Durante los tres días en los que les mostramos vistas paradisíacas; Cenamos en restaurantes de los que no me echaron porque me conocen; Escuchamos críticas hacia mi idioma de dos seres que no saben ni escribir su nombre en el suyo, pero que dominan un inglés de la calle, ya que en su país llevan años viendo al Pato Donald en versión original; Observamos malas caras el par de veces que tuvieron que abrir la cartera casi a punta de pistola; Aguantamos desplantes en sitios públicos; Callamos pacientemente mientras la pareja mantenía conversaciones a través de mensajes del Whatsapp o miraban fotos de Facebook; Tragamos disculpas mal pensadas, pues pensar no era lo suyo. Después de todo aquello, confirmé que aquellos dos personajes situaban a su país a la altura de una cloaca y, lo peor, sin saberlo.
Lo más gracioso es que, como mencioné, el propósito de su visita tenía como objetivo salvar su matrimonio.
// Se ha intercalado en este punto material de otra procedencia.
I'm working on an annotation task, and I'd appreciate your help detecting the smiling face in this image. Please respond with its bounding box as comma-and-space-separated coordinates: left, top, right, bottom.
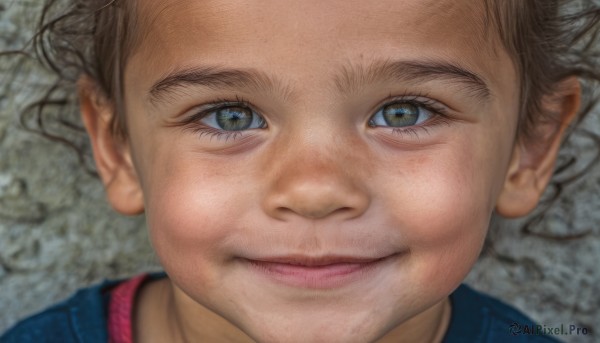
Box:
81, 0, 544, 342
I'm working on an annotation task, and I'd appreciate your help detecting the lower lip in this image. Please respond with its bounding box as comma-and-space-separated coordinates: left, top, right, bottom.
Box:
241, 255, 395, 289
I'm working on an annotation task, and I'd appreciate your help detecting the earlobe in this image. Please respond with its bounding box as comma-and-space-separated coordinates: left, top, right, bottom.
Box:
78, 76, 144, 215
496, 77, 581, 218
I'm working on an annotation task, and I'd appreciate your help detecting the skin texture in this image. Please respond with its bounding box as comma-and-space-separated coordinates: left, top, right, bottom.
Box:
80, 0, 579, 342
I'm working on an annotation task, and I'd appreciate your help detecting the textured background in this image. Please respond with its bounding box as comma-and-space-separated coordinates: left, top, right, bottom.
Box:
0, 0, 600, 342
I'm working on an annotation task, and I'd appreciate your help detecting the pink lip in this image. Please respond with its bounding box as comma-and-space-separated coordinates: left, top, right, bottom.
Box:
241, 254, 395, 289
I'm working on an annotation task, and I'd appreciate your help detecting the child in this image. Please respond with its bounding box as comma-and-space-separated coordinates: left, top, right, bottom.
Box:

Todavía no me ha quedado claro si lo intentaban mezclando el vino con el Sprite, o si les resultaba más efectivo mirar para el móvil, o quizá la terrible cara de enfado de ella, cada vez que los dejábamos solos, ayudaba a mantener la llama del amor encendida. Más bien, me inclino a pensar que ahora, que están otra vez con la suegra, los niños, y no hay más peligro que ir al super a comprar golosinas que, al fin y al cabo, son más baratas que la centolla y el bogavante, el matrimonio seguro que se salvará.
Y a mí, sólo me queda el bogavante. Asco de vida.